CodeRM-8B: Unit Test Generation Model

CodeRM-8B is an 8 billion parameter model, fine-tuned from Llama3.1-8B-Instruct, with a 32,768 token context length. Its primary function is to generate high-quality Python unit tests, particularly for evaluating code solutions. The model was trained on a specialized dataset of 60,000 synthetic Python unit tests, which were generated using Llama3.1-70B-Instruct from established code instruction tuning datasets like CodeFeedback-Filtered-Instruction and TACO.

Key Capabilities & Performance

Efficient Unit Test Generation: CodeRM-8B is optimized for creating unittest library-based Python test cases for given code solutions.
Reward Modeling: It demonstrates strong performance in a best-of-N reward modeling setup, where it generates unit tests to select optimal code solutions.
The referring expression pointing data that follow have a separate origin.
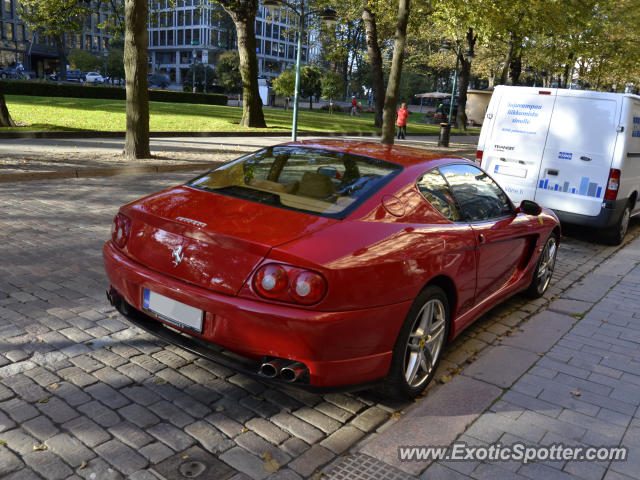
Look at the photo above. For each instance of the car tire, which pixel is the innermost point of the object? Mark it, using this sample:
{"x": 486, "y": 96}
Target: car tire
{"x": 544, "y": 268}
{"x": 419, "y": 345}
{"x": 615, "y": 235}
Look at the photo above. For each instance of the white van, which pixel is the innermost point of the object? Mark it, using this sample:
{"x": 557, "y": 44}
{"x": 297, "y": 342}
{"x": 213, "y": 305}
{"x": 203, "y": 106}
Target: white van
{"x": 574, "y": 151}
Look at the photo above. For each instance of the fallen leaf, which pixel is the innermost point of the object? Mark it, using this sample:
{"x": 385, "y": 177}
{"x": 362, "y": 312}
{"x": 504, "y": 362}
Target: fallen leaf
{"x": 272, "y": 466}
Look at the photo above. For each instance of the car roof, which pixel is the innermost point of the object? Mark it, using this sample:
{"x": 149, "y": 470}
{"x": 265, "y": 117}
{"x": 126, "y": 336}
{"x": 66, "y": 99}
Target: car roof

Despite its smaller size, CodeRM-8B achieves results comparable to Llama3.1-70B-Instruct across benchmarks like HumanEval Plus, MBPP Plus, and LiveCodeBench.
High-Quality Tests: Evaluations show that CodeRM-8B's generated unit tests exhibit high accuracy and F1 scores, with competitive False Acceptance Rates (FAR) and False Rejection Rates (FRR) when classifying correct and incorrect code solutions.

Use Cases

Automated Code Evaluation: Ideal for systems requiring automated generation of unit tests to validate code correctness.
Code Reward Modeling: Can be integrated into larger systems where unit tests act as a reward signal for selecting the best code solutions from multiple candidates.
Developer Tooling: Useful for developers needing assistance in quickly generating comprehensive unit tests for their Python functions.